Planetenring und Skulpturen

In der Parkwohnanlage Nürnberg-Zollhaus lebt die Architektur der Nachkriegszeit

26.3.2024, 15:00 Uhr
Diese Ansicht des zentralen Hochhauses von circa 1964 zeigt idealtypisch die von Bauherr und Planern gewünschte Verbindung von Parklandschaft, Architektur und Skulptur. 

© Ansichtskarte: Verlag Drogerie Nicklas (Sammlung Sebastian Gulden), NNZ Diese Ansicht des zentralen Hochhauses von circa 1964 zeigt idealtypisch die von Bauherr und Planern gewünschte Verbindung von Parklandschaft, Architektur und Skulptur. 

Alles begann im Jahre 1907, als eine Baugenossenschaft der Eisenbahner weit draußen im Süden der Stadt eine weitgehend autarke Siedlung für die Bediensteten des neuen Rangierbahnhofs zu errichten begann.

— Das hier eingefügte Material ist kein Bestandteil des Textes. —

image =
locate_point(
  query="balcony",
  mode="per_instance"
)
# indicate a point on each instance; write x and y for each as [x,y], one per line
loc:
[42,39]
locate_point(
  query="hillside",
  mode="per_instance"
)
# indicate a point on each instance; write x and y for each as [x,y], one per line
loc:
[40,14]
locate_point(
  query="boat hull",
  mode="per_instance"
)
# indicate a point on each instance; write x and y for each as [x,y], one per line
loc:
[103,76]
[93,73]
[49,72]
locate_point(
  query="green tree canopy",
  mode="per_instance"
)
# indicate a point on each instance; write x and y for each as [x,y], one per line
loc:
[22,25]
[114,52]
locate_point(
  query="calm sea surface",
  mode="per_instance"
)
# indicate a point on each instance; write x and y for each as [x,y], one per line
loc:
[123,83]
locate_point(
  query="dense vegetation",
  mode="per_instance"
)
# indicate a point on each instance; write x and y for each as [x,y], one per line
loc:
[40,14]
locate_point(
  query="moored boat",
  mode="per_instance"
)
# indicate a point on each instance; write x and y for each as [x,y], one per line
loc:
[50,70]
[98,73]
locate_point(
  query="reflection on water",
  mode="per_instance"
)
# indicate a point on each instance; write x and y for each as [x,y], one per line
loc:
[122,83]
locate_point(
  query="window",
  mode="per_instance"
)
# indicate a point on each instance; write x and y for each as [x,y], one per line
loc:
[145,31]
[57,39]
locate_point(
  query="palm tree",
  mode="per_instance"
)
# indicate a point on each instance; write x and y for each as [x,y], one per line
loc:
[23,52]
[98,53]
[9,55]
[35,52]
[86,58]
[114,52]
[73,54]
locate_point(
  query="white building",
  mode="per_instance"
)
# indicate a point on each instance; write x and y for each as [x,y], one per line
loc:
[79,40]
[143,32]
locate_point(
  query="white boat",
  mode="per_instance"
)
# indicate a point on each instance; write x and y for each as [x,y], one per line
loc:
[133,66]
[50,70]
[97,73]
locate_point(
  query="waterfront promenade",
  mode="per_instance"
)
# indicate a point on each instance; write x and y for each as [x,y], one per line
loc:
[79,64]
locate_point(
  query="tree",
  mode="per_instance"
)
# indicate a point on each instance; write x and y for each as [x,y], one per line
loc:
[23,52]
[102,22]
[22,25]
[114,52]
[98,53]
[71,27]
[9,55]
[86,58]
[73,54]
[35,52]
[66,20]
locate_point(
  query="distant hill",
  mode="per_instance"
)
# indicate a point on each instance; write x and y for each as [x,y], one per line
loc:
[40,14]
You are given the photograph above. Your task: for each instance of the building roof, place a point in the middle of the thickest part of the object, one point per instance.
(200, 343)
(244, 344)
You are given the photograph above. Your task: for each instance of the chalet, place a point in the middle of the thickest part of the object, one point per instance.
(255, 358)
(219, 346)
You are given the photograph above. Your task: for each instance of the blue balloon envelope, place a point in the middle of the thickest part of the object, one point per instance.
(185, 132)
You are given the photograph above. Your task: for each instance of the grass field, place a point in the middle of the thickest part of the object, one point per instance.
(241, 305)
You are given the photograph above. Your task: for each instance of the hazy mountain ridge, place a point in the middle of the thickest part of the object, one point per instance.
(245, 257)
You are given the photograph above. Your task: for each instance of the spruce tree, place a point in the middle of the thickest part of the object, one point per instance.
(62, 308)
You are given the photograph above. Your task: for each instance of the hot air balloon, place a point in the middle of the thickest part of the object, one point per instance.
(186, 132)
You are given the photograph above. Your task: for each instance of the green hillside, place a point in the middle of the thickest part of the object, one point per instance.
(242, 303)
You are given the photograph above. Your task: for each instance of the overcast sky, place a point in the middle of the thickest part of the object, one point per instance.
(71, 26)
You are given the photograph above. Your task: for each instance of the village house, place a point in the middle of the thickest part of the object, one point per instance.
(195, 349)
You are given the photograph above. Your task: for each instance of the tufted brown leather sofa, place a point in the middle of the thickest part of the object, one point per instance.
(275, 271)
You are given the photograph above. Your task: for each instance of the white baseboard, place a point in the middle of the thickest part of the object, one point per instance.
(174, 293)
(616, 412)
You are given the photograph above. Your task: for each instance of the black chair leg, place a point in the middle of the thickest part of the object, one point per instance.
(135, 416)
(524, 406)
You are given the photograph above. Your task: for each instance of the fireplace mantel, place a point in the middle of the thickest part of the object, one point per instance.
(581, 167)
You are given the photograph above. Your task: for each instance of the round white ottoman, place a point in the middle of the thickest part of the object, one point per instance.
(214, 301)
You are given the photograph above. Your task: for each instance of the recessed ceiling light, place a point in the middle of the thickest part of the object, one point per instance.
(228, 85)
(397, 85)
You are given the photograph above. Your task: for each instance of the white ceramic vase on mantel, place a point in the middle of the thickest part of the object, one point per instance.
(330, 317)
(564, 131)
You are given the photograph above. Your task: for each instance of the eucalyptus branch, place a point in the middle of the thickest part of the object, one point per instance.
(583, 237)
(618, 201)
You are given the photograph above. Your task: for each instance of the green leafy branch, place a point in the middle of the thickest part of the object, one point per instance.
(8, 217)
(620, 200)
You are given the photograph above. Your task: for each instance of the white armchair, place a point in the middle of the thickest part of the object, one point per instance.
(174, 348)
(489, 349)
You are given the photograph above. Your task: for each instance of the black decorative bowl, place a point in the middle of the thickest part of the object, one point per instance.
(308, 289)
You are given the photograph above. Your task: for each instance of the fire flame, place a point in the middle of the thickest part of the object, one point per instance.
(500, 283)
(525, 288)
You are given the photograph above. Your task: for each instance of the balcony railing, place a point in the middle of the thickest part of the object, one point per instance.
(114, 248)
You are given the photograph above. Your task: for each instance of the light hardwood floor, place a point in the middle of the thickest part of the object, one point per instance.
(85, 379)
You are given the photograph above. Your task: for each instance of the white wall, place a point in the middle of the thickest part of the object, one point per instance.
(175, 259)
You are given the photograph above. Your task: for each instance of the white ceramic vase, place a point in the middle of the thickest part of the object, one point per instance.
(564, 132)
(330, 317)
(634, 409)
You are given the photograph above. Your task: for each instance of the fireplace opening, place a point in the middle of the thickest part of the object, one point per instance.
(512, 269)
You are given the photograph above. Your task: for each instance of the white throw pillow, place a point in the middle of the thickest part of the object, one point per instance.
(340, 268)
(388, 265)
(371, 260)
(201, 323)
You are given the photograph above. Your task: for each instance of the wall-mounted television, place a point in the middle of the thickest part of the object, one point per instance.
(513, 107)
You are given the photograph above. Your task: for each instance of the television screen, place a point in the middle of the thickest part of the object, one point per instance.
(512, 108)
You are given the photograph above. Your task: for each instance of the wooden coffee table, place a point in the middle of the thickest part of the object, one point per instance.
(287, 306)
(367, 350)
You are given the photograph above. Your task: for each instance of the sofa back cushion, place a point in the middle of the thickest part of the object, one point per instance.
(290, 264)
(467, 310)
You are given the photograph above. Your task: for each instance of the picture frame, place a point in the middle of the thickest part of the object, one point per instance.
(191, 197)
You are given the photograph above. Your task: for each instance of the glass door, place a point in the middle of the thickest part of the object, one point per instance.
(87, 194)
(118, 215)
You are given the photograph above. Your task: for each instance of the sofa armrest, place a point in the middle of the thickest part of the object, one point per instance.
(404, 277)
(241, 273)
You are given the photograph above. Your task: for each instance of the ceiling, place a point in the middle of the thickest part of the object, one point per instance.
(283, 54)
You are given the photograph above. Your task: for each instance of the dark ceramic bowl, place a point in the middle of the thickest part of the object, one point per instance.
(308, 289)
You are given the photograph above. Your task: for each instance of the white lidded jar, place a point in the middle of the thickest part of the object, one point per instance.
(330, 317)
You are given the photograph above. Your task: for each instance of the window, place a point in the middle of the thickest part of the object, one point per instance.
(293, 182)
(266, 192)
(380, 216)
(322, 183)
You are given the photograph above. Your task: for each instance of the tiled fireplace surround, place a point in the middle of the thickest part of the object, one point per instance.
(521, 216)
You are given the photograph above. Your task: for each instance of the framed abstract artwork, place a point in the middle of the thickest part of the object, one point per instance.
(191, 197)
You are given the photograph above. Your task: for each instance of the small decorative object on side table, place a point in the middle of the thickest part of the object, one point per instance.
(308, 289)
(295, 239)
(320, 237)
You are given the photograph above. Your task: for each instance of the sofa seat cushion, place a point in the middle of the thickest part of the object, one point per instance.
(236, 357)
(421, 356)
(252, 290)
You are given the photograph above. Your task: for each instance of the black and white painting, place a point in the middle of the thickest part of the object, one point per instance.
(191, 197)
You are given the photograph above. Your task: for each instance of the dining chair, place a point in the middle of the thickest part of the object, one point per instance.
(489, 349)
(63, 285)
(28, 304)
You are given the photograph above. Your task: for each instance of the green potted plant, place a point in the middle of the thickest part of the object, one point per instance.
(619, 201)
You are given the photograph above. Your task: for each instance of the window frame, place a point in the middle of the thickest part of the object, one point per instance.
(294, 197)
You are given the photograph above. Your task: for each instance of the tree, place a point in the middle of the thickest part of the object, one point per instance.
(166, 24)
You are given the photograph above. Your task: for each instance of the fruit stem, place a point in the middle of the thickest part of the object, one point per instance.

Wohnungen für 1500 Bedienstete

Binnen fünf Jahren entstanden nach Planung des Architekturbüros Lehr & Leubert in dem tropfenförmigen Stück Land zwischen den Gleisanlagen des Südbahnhofes und der heutigen Münchener Straße Wohnungen für rund 1500 Bedienstete der Bayerischen Staatsbahnen mit ihren Familien, mit eigenen Geschäften, Volksschule, Kindergarten und zwei Kirchen. Ein großartiges Werk genossenschaftlichen Siedlungsbaus und ein bayernweit bedeutsames Denkmal der Gartenstadtbewegung und der Reformarchitektur war geboren.

Angesichts dieses Vorbildes lag es nahe, dass die Nachkriegszeit diesem Ensemble eine Erweiterung von mindestens ebenbürtiger Qualität zur Seite stellen musste, freilich angepasst an die zeitgenössische Architektursprache, die Ansprüche an Wohnkomfort und Verkehrsgerechtigkeit.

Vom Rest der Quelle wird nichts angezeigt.